- Born: 12 February
- Origin: Lahore, Punjab, Pakistan
- Genres: Sufi Rock Pop
- Occupations: Singer RJ
- Years active: 2006–present
- Label: Fire Records
- Member of: Laal
- Website: www.aag.tv/laal

= Mahvash Waqar =

Mahvash Waqar is a Pakistani artist and a backup vocalist for the band Laal. She is also well-known for a stint on radio as a radio host.

==Early life==
Mahvash studied Textile designing from the National College of Arts in Lahore, Pakistan. She had a keen interest in music from the beginning. So, instead of continuing her studies she decided to join what was then a very new phenomenon of FM radio stations.

==Radio jockey==
She was a well known jockey of many radio stations from 2000 to 2006. She hosted numerous shows and also worked as a producer for others.
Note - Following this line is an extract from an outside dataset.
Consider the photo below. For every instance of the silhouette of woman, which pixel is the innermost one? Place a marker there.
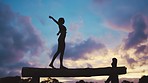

The experience she gained in radio jockeying brought her in contact with an enormous variety of music and hence she earned the name, Human Encyclopedia of Music. She stressed in an interview that her main influence in music was the classic rock sound of the 1970s.

==Music career==
Mahvash began her music career in early 2007 when she decided to be a part of the newly formed Laal Band along with Haider Rehman, Aamir, Asif, Salman and Jamal. The band was formed in response to the 2007 sacking of judges by then President Pervez Musharraf.

===Laal===
Laal the Band was formed in late 2007, after the sacking of the Chief Justice Iftikhar Chaudhry. The band members along with the public protested against the incident and demanded the restoration of judiciary by the president. The members then joined up together to form a Musical continuation of the Progressive Writers Movement of Faiz Ahmed Faiz, Habib Jalib and Ahmed Faraz. The band's aim is to popularize the works of these socialist writers by setting their revolutionary poetry to music. The current band members include Mahvash, Taimur and Haider Rahman. Mahvash sings backup for the band.

===Discography===
Mahvash has played backup vocals for Laal band's debut album, Umeed e Sahar.